The first phase of the data releases includes 2016 Major Crime Indicators (excluding sexual assaults), a historical Homicide dataset from 2004 to 2016, Traffic Collision data, including events where a person was killed or seriously injured (KSI) as well as TPS Division and Patrol Zone boundary files. The data is provided in formats consistent with open data industry standards such as .csv, .kml, shapefiles and APIs, which people can use to develop applications and integrate data with other government data.
The Public Safety Data Portal is a resource for the Community Police Liaison Committees, community associations and partner agencies that collaborate on initiatives to address civic challenges related to crime and traffic collisions.
Recently, the Service also partnered with Ryerson University students to create the Community Asset Portal, currently featured on the site.
“It allows people to use our data to better understand complex safety needs and work together to find solutions," Williams said, of the map that focuses on social services.
“The ongoing release of the Toronto Police Service’s (TPS) Open Data and our collaboration with agencies provides a tremendous opportunity to share information, apply data-driven decisions and find innovative solutions to public safety concerns,” Williams said. “It allows us to work together with the public and across sectors to make sure we are where we are needed the most.”
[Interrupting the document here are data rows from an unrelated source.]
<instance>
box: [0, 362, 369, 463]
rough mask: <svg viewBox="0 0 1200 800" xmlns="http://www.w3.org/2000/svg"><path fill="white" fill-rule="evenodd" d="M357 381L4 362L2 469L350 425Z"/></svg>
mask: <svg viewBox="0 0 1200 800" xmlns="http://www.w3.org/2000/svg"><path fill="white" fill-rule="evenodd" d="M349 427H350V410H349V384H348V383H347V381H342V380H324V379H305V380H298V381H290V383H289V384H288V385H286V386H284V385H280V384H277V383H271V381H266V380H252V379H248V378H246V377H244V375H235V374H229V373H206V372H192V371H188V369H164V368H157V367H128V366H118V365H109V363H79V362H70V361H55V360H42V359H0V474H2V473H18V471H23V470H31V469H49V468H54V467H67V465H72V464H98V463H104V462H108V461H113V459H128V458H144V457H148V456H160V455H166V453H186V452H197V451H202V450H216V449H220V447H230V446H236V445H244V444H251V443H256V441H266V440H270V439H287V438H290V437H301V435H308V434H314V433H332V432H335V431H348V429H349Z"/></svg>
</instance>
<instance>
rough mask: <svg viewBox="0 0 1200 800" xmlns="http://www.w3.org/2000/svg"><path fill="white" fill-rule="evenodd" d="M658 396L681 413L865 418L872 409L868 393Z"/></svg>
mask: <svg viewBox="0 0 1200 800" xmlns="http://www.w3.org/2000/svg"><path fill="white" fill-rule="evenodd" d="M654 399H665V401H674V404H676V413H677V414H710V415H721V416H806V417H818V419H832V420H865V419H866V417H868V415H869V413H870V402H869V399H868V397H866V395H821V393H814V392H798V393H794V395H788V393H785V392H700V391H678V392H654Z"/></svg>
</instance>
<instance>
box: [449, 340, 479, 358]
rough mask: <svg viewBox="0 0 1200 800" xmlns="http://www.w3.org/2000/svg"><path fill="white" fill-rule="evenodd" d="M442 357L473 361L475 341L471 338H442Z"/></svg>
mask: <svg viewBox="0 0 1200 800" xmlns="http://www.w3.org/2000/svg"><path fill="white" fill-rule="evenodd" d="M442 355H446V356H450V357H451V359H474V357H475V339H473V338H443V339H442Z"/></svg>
The portal was created as a result of the work done by the Transformational Task Force (TTF). Mandated to look beyond the way policing is currently done in Toronto, the TTF proposed a modernized policing model for the city that is innovative, sustainable and affordable.
Recommendation #17 in the Action Plan: The Way Forward, commits to the use of open data for public safety.
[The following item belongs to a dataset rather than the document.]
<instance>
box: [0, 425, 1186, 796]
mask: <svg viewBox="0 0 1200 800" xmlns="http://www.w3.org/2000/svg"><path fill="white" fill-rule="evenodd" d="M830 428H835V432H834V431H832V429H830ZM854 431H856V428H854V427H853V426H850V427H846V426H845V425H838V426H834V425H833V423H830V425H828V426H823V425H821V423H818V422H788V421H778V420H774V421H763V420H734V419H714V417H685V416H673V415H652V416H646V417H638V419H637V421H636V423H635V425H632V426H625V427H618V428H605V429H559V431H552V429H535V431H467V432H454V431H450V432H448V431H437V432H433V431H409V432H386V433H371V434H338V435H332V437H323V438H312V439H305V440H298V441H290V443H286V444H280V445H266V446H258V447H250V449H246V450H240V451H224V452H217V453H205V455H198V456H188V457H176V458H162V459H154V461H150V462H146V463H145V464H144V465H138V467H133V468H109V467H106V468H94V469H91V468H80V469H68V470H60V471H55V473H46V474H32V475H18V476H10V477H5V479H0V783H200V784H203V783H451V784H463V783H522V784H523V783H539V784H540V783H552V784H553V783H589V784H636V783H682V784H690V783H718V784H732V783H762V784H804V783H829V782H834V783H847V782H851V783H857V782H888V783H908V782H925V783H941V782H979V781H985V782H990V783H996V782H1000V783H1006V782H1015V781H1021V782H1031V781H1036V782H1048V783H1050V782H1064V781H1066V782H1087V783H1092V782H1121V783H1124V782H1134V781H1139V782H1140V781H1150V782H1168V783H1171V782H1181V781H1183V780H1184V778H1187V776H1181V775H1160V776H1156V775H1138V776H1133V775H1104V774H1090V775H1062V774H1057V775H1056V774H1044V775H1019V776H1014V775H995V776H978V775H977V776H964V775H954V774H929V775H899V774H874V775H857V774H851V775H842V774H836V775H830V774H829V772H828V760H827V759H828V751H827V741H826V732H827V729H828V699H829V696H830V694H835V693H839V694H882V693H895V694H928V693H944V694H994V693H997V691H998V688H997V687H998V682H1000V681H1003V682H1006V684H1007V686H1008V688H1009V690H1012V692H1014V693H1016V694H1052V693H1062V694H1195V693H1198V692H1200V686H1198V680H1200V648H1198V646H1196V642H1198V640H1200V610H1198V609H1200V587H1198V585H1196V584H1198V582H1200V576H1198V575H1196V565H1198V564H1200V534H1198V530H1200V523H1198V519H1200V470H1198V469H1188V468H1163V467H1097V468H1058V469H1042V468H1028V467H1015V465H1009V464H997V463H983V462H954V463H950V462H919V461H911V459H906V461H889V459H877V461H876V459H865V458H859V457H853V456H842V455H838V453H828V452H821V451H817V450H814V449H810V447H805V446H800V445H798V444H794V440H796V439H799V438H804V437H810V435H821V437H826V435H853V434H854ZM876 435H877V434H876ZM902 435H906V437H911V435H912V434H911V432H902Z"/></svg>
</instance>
“Privacy was a key priority in the release of our open data”, Williams said, noting the development of data was undertaken with input from the Information and Privacy Commissioner of Ontario to ensure the data is free from any personal information that could be associated with an individual. The location of crime occurrences has been deliberately offset to the nearest road intersection to protect the privacy of parties involved in the occurrence. Further, the Service is sharing routine disclosures of information, which would otherwise have to be requested and processed through Freedom of Information.
Releasing this data provides the public with more accessible and timely information, and may ultimately create efficiencies for the TPS. Williams said opening up the data to the public saves time and resources by reducing the number of frequent data requests for the same information and it allows research to be conducted more efficiently.
Williams said he expects the portal to expand and adapt to the public’s interests and needs. Part of its development involves a survey to gather the public’s opinion on the portal and to strategically develop training, workshops and seminars to further engage the community on the use and application of TPS Open Data.
“There is huge potential to enhance the portal and develop it into an essential resource for both the public and the TPS," he said.